Teledyne Technologies, based in Thousand Oaks, announced a drop in first quarter sales compared to the same period last year.
In a May 5 statement, the company said first quarter sales fell from $565 million in 2015 to $530.5 million in 2016. Net income fell from $43.7 million, or $1.20 per diluted share, to $38.4 million, or $1.10 per diluted share, a 12.1 percent decrease.
Sales in the instrumentation segment fell 17.2 percent to $223.7 million, for a net operating income of $31.4 million and digital imaging fell slightly to $89.9 million, with a net operating income of $8.2 million.

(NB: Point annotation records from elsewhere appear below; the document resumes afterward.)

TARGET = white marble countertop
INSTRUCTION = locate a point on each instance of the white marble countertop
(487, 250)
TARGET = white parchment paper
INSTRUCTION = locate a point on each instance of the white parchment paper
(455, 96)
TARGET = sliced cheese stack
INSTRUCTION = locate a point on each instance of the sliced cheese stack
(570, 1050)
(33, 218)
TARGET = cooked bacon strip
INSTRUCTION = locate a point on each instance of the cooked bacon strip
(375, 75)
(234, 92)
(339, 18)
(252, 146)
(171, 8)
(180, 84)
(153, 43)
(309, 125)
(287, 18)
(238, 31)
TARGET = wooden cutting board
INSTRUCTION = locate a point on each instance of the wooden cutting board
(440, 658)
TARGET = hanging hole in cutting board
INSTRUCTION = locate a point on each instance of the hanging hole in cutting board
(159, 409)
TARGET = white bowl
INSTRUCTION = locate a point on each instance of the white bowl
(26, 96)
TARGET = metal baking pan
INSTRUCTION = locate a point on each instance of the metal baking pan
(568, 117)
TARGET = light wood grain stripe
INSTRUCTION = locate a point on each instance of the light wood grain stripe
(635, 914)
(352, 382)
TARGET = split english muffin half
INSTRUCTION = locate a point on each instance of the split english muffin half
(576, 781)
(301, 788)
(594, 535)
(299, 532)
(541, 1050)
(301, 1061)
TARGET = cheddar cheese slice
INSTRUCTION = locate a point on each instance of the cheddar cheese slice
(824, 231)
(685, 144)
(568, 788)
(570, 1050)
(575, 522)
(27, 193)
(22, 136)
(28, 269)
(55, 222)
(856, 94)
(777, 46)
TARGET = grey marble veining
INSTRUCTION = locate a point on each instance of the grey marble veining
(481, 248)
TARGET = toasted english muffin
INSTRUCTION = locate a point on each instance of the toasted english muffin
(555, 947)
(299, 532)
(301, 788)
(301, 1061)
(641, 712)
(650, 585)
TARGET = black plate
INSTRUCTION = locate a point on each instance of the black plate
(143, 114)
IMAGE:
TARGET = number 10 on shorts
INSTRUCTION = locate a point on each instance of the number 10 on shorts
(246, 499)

These losses were offset slightly by a gain of 1.9 percent in engineered systems sales to $64.3 million with an operating income of $8 million and an 8.1 percent increase in aerospace and defense sales, generating $152.6 million and $24.1 million in operating income.

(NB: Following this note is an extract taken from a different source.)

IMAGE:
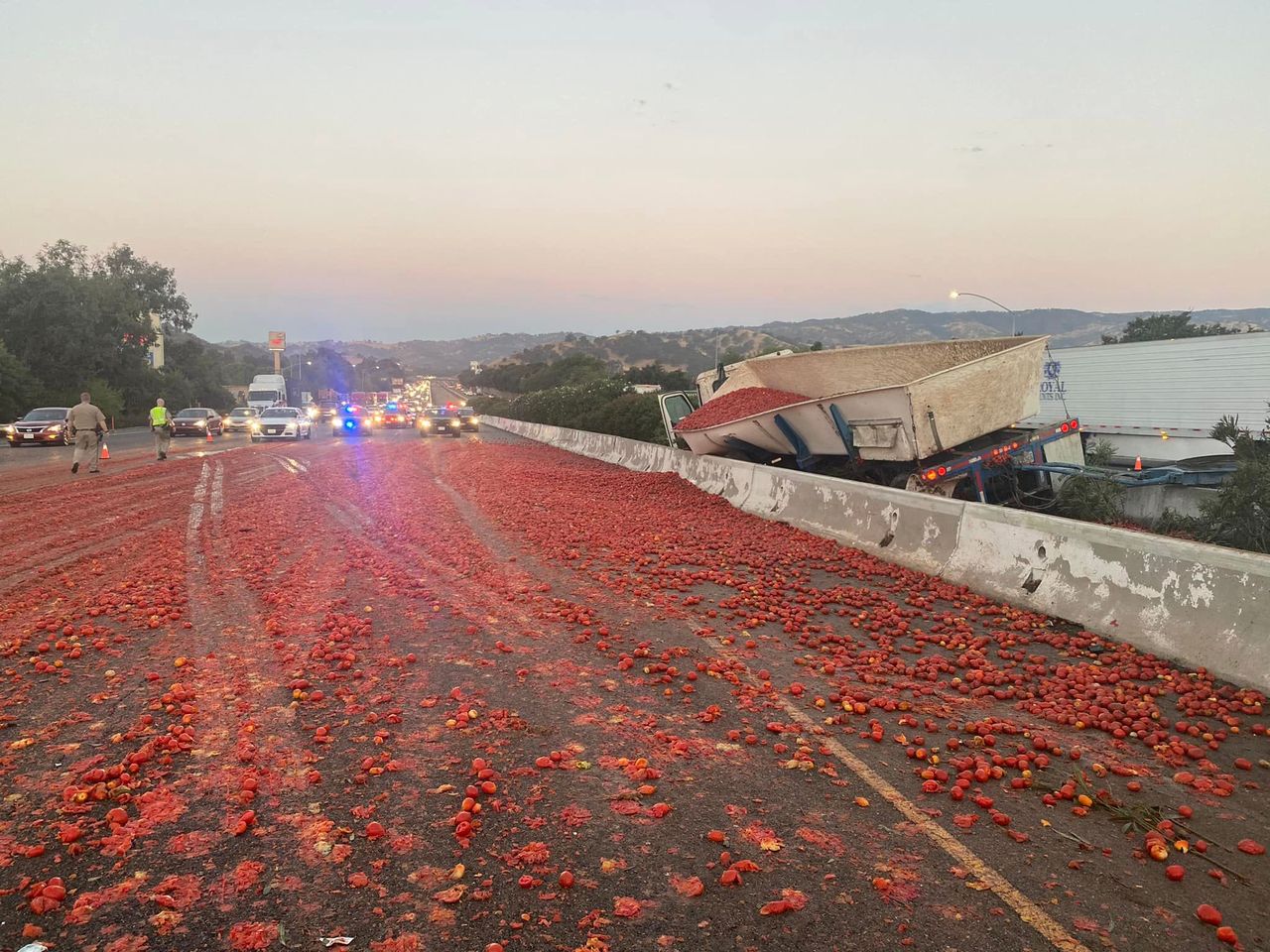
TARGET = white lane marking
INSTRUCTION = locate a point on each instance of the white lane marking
(195, 516)
(217, 490)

The company has recorded strong bookings in 2016 for aerospace and defense, said Teledyne President and CEO Robert Mehrabian in the release. After it recently completed three acquisitions, its “acquisition pipeline remains healthy,” and could lead to further growth, he said.

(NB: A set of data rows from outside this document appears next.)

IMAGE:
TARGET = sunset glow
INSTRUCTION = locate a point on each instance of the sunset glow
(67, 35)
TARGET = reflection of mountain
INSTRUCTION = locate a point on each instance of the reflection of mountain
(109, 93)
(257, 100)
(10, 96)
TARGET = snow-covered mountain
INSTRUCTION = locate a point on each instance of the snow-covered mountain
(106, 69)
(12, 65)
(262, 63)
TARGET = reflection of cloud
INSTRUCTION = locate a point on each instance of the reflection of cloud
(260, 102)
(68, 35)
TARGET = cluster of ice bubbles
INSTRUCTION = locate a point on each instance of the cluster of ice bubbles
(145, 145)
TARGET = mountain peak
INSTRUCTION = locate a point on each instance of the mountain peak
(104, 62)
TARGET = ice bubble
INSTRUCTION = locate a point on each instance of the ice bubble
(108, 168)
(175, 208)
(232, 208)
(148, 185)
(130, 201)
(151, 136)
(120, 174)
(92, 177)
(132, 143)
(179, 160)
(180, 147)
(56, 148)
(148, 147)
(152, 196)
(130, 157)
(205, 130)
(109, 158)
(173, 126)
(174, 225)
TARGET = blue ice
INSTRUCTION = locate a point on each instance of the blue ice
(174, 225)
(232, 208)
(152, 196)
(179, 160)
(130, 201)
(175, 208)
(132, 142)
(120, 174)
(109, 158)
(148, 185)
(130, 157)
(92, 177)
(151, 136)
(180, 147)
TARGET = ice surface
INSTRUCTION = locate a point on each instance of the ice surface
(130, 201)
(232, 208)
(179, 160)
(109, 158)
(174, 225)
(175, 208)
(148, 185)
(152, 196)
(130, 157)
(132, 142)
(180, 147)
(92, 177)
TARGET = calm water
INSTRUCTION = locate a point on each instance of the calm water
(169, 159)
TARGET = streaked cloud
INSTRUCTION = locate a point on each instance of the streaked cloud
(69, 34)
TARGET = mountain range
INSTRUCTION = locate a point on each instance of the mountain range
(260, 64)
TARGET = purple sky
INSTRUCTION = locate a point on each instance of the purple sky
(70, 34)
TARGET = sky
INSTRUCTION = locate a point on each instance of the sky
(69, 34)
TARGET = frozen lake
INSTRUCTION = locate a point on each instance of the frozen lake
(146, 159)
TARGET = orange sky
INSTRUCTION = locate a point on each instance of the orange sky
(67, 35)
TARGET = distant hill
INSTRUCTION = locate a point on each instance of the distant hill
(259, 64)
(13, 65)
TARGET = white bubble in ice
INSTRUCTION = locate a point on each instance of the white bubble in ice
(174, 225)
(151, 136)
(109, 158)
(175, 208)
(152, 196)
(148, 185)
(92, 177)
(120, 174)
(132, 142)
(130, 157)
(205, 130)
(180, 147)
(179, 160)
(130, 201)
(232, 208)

“Some industrial sectors, especially energy, remain weak, but those markets appear to be stabilizing,” Mehrabian said. “Nevertheless, we are maintaining our emphasis on cost control and strong operating discipline. So while we continue to invest in research and development and focus on execution and delivery of orders, we are also implementing significant additional cost reduction actions, especially within marine instrumentation.”
Teledyne currently expects that second quarter 2016 earnings per diluted share will be $1.20 to $1.26 and full-year earnings will range from $5.05 to $5.15 for 2016.